The comments were filled with self-congratulatory smarm and guffawing. I thought about how to (and whether to) engage the conversation. Clearly approaching the blogger from any view devoid of a God was pointless, because he already invested in the presupposition that it would be meaningless no matter what I said. (And I’d engaged him before, I had a pretty good idea that nothing could dissuade him of his position, he is dogmatically a religious ex nihilist.)
I eventually decided to hold him to account by his own standard. I took a passage of his religious text that compelled him to compassion and pointed out that his behaviour fell very short of that. There was some squirming about how being aggressively rude and devoid of empathy is compatible with compassion, which is high-order nonsense. But mostly there was a tribalist attempt to exorcise me from the conversation, because I am not worthy of their little clique. My input was not evaluated on its own merit, or even evaluated at all; I was evaluated, and my idea was ignore because of who I was. That is the paradox of the inhumanity their supposed moral structure allows them.
It would be impossible for a nonreligious community to hold these people particular people to any sort of account, because they dehumanise those outside their tribe just enough to figure they can ignore the detractor. It’s ad hominem, which is an irrational way to debate, but that’s not the point. The point is they are riding a high-horse of moral standards, and yet feel no accountability when they get their own moral standards wrong.

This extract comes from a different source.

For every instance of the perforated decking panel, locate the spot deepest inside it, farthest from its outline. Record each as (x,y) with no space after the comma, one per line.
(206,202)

There is a metaethical question about what it is one wants morality to achieve in action and in writing. But I do not see how it could be other than this: moral discussion, free moral speech and moral relativism are all better than this: they all accept elements of another person’s personhood and humanity, give accountability and have error correction; they accept that values are created and can be developed and nuanced to deal with an ever changing society. You may accept, metaethically, that morality doesn’t require humanity; but religious morality does lack humanity.